Gina is currently a postdoc in Sylvia Plevritis’ lab in the department of Radiology. Her work focuses on the role of the tumor microenvironment in metabolic reprogramming of cancer cells. Gina is originally from Québec, Canada and has a PhD in radiation sciences and biomedical imaging from the University of Sherbrooke. She left her cold hometown to learn more about big data analysis and enjoy California outdoors. Gina is convinced that the postdoctoral experience should be all about passionate science and enjoyable years, building your future scientific network. By being a member of the SURPAS leadership team, she wants to help making this experience amazing for every Stanford postdoc.

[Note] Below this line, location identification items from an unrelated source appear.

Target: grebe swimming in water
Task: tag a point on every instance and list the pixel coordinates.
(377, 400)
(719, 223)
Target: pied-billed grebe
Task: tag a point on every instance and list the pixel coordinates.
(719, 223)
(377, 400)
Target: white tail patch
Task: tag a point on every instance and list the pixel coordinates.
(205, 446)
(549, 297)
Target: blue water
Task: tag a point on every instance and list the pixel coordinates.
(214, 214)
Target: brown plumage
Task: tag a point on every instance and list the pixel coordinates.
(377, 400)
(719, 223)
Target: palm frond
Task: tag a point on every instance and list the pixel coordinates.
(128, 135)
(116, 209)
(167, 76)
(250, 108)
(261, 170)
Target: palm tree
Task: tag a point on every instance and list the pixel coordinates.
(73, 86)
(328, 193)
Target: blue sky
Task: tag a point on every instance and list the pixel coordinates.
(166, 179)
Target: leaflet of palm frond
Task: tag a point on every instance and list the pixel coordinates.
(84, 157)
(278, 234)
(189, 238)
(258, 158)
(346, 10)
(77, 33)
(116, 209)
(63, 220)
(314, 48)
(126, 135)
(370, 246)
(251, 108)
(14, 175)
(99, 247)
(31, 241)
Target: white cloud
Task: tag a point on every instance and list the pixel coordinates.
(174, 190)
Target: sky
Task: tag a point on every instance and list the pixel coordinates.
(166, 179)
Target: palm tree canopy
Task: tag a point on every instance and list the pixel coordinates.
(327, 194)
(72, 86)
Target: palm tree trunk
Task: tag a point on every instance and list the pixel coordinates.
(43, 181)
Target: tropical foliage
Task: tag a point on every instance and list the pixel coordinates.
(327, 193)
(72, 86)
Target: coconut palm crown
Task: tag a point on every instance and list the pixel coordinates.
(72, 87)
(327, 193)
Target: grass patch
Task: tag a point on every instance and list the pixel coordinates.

Social Media and web manager Director
Catherine is currently a postdoc at Priest lab where she is studying the genetic risk of congenital heart diseases and Assimes lab where she is working on the genetic risk of coronary Artery diseases in different populations. She received her Ph.D. from the University of Paris Saclay in France where she studied the role of several polymorphisms, susceptibility genes, and copy number variations in differentiated thyroid cancer among Europeans and Melanesians. Catherine is excited about improving the visibility of postdoc on Stanford Campus, and through social media, as she believes that the more SURPAS is present on social media, the more our voice will be heard in the Scientific community.